Q: I’ve been working at my current job for approximately a year. While things are going OK, I think it’s time I look for better prospects. My current employer has praised me tremendously on my work habits and we’ve always had a good relationship. Recently, however, he found out I had my current resumé posted online and has threatened me with instant firing if I don’t remove it. He thinks that my resumé being online as a current employee makes the company look bad. Is having your resumé posted online while you are employed illegal? And if it’s not why would an employer feel threatened by this?

A: Thanks for writing in. From what I’ve researched it doesn’t appear that having your resumé posted online while at a current job is illegal. It might be questionable as to your loyalty to your current employer, but then again in these competitive times it’s easy to argue that it’s always in our best interest as employees to be aware of profitable opportunities at all times.


Having your resumé online is not grounds for termination. However, it could place you in a difficult working environment, which could lead to convenient issues with your performance — regardless of how good it was before your employer found out your resumé is posted on job sites. You get the picture, right?

Should you decide to keep looking for other employment and want to keep it a secret, you should refrain from placing your current employer on your resumé as a reference. Furthermore, you shouldn’t be sharing your job search with fellow colleagues or searching for new jobs while at your current job. Remember the key must always be to remain professional.

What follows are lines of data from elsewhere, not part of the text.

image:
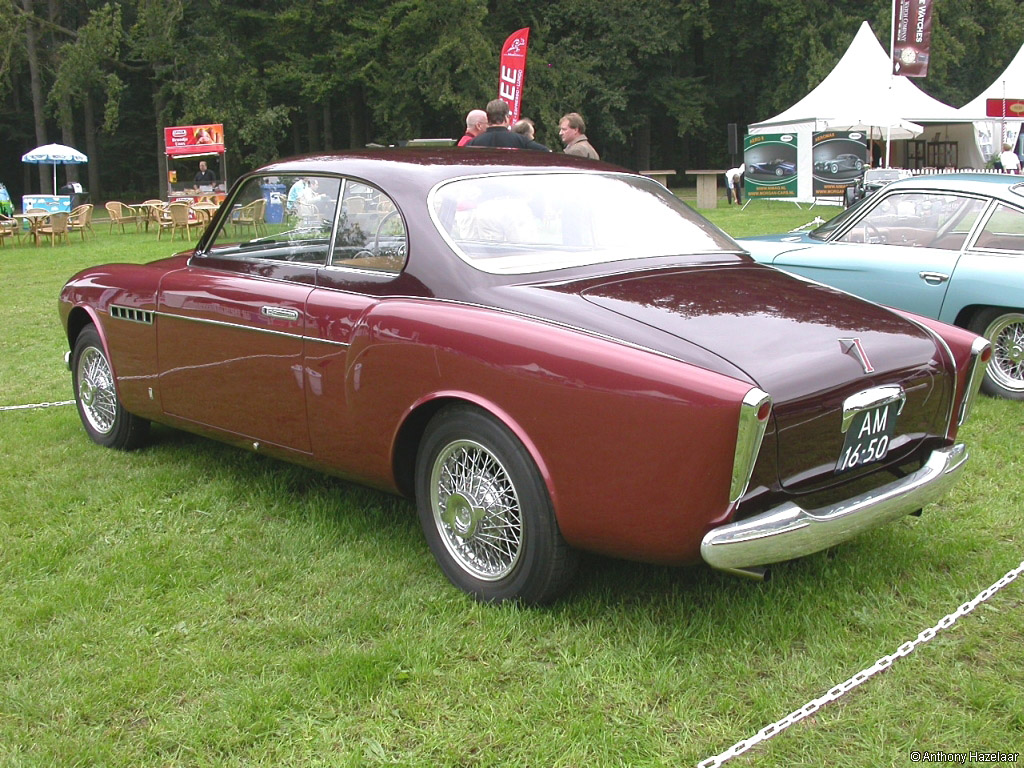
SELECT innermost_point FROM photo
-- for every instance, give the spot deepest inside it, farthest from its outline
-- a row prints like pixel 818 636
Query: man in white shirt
pixel 734 182
pixel 1009 160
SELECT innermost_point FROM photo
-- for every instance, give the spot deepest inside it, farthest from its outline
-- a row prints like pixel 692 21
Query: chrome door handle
pixel 933 279
pixel 280 312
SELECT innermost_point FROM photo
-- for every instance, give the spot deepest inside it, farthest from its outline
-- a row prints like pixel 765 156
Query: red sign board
pixel 1005 108
pixel 512 71
pixel 195 139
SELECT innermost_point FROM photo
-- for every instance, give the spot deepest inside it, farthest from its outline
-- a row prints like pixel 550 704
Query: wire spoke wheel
pixel 102 414
pixel 1005 330
pixel 95 392
pixel 1007 366
pixel 476 510
pixel 485 510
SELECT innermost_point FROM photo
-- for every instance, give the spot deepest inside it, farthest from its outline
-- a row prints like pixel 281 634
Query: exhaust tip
pixel 755 572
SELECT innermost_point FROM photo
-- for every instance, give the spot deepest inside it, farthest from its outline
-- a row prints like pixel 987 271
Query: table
pixel 707 186
pixel 205 211
pixel 35 221
pixel 151 211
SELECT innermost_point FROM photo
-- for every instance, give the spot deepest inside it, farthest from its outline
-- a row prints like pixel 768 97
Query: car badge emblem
pixel 854 347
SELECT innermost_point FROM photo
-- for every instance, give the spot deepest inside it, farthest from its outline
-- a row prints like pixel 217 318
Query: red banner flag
pixel 513 71
pixel 1005 108
pixel 911 38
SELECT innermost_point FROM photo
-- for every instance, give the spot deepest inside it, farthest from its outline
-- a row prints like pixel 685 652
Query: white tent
pixel 859 85
pixel 991 134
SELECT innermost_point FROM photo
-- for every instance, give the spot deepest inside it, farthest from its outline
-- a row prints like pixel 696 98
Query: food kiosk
pixel 186 146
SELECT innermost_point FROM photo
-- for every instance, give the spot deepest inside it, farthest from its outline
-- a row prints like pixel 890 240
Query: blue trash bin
pixel 274 197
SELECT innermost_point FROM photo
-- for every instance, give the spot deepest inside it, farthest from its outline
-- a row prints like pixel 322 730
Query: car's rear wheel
pixel 102 415
pixel 485 511
pixel 1005 329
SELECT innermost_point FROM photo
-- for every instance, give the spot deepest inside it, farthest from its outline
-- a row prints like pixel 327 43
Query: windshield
pixel 825 230
pixel 520 223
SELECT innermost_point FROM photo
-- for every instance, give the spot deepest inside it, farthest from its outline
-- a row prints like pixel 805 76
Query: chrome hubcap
pixel 96 394
pixel 476 510
pixel 1007 366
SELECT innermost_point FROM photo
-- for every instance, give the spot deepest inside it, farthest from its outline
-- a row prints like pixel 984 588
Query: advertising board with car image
pixel 840 159
pixel 771 165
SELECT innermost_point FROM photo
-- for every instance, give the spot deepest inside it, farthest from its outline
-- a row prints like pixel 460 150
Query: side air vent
pixel 128 313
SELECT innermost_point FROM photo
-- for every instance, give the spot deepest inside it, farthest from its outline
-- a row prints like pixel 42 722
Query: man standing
pixel 571 128
pixel 1009 160
pixel 734 183
pixel 476 122
pixel 498 133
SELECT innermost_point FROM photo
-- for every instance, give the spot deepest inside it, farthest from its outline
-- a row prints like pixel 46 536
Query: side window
pixel 280 218
pixel 1005 230
pixel 371 230
pixel 918 219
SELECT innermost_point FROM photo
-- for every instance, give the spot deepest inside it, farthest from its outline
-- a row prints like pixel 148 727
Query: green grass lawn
pixel 190 604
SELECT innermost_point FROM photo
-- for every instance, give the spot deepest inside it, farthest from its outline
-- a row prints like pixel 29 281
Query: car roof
pixel 1004 185
pixel 430 165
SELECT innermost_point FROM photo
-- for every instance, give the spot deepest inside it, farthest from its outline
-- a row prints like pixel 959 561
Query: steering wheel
pixel 380 228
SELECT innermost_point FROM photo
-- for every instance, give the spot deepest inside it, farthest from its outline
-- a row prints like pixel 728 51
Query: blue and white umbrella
pixel 54 155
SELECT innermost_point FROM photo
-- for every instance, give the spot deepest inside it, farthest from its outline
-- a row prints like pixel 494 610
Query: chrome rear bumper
pixel 788 530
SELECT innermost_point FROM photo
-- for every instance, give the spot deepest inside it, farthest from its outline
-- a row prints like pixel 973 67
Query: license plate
pixel 868 435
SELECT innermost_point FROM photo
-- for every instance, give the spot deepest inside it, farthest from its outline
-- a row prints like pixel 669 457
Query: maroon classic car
pixel 549 354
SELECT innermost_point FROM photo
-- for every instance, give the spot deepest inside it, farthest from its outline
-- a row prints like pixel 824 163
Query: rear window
pixel 521 223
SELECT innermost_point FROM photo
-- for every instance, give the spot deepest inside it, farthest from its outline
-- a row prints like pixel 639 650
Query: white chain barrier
pixel 36 406
pixel 861 677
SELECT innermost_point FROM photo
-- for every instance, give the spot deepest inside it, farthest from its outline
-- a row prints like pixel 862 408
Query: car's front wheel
pixel 103 417
pixel 1005 329
pixel 485 511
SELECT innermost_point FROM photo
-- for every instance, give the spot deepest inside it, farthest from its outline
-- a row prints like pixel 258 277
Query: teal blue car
pixel 948 247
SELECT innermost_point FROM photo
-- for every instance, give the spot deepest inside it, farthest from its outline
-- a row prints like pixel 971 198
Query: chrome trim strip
pixel 975 377
pixel 868 398
pixel 280 312
pixel 788 530
pixel 240 327
pixel 750 434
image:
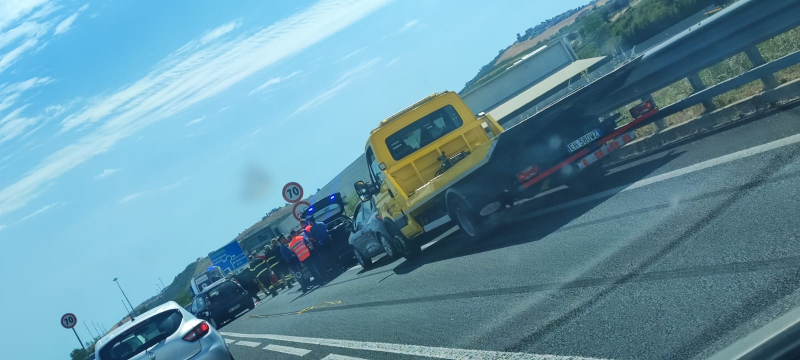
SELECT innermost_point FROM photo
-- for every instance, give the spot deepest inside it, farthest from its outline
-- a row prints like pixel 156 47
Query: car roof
pixel 213 285
pixel 170 305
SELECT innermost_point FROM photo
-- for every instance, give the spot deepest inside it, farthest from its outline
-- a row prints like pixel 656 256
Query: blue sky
pixel 137 136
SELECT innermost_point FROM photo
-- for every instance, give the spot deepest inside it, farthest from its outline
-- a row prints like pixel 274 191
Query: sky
pixel 138 136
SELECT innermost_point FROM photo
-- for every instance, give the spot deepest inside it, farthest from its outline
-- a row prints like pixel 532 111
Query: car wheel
pixel 465 216
pixel 387 245
pixel 363 261
pixel 405 247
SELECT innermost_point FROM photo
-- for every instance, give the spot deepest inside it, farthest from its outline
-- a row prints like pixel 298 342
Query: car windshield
pixel 517 179
pixel 325 212
pixel 144 335
pixel 423 132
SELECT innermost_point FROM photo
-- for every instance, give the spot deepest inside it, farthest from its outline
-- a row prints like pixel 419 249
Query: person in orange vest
pixel 299 246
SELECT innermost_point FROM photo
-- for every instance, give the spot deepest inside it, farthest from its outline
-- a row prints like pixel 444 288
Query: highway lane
pixel 662 259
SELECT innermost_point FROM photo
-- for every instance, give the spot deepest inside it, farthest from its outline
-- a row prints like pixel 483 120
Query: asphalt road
pixel 673 255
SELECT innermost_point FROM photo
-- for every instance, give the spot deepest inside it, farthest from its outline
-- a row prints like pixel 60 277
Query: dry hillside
pixel 525 45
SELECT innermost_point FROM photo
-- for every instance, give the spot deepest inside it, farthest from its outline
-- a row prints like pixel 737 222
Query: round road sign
pixel 69 320
pixel 292 192
pixel 299 208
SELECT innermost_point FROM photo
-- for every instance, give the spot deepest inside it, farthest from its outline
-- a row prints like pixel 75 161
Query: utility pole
pixel 126 296
pixel 95 328
pixel 126 309
pixel 87 329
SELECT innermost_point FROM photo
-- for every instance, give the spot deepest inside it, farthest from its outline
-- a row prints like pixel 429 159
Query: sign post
pixel 68 321
pixel 298 209
pixel 292 192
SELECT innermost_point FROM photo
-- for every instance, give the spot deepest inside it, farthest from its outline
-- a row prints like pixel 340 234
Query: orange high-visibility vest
pixel 308 232
pixel 298 246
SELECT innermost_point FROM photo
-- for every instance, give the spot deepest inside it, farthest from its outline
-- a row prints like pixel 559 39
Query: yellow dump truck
pixel 435 162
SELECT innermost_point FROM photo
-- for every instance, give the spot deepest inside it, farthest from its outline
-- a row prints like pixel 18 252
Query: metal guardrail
pixel 728 85
pixel 734 30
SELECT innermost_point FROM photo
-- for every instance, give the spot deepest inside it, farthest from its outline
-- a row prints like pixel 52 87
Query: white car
pixel 163 333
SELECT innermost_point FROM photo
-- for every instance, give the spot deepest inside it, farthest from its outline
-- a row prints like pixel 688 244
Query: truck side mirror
pixel 363 190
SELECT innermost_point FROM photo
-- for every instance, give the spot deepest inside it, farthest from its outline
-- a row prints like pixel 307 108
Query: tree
pixel 79 354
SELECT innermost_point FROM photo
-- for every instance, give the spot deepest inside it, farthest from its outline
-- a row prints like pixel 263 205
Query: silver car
pixel 166 332
pixel 369 236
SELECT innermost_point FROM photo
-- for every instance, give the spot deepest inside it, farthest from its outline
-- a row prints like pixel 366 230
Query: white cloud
pixel 38 212
pixel 195 121
pixel 106 173
pixel 174 185
pixel 131 197
pixel 218 32
pixel 344 80
pixel 321 98
pixel 353 53
pixel 10 57
pixel 360 70
pixel 12 125
pixel 185 78
pixel 26 30
pixel 64 25
pixel 11 11
pixel 12 92
pixel 274 81
pixel 408 25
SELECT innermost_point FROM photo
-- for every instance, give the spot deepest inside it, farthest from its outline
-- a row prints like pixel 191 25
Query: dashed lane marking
pixel 287 350
pixel 341 357
pixel 247 343
pixel 412 350
pixel 790 140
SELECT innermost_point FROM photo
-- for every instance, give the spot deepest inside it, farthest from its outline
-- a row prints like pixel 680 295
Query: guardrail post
pixel 697 85
pixel 755 57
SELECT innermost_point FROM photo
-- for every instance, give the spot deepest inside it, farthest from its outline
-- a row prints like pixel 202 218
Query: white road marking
pixel 287 350
pixel 248 343
pixel 413 350
pixel 341 357
pixel 670 175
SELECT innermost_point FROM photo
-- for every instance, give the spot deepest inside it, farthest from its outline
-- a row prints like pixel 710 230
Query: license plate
pixel 583 140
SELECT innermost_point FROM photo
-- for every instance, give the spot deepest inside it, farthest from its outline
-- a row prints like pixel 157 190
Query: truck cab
pixel 415 155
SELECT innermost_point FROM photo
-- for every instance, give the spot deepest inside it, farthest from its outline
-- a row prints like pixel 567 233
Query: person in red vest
pixel 299 246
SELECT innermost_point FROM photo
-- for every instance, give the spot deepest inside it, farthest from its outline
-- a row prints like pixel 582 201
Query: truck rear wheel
pixel 465 216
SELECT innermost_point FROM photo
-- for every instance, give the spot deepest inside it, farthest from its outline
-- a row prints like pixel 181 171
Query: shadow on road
pixel 511 233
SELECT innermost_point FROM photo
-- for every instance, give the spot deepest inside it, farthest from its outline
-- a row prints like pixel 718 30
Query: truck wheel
pixel 363 261
pixel 405 247
pixel 388 246
pixel 465 216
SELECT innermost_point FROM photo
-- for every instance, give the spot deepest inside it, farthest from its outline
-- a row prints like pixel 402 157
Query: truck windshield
pixel 423 132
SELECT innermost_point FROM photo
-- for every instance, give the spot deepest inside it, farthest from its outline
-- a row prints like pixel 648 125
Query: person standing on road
pixel 292 262
pixel 299 246
pixel 277 263
pixel 317 248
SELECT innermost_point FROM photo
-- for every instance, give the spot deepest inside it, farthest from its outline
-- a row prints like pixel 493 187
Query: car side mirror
pixel 363 190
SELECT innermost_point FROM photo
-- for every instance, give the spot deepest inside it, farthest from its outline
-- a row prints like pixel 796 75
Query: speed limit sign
pixel 299 208
pixel 292 192
pixel 69 320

So, why would an employer feel threatened by you having your resumé online? No one wants to find things out — especially things directly impacting their success — by surprise and your employer is no exception. He obviously values your talent and is now being faced with the possibility of losing it.

Jill Andrew — CYW, BA, BA (Hons.), BEd. Please include your full name, address and telephone number when e-mailing. All letters are subject to publication.


jill’s tip of the week

  • Whenever giving an employee or a colleague criticism on their work it always helps if you start with acknowledging something they have done well first. People are much more open to accepting and learning from criticism if they feel their strengths are equally noticed and rewarded.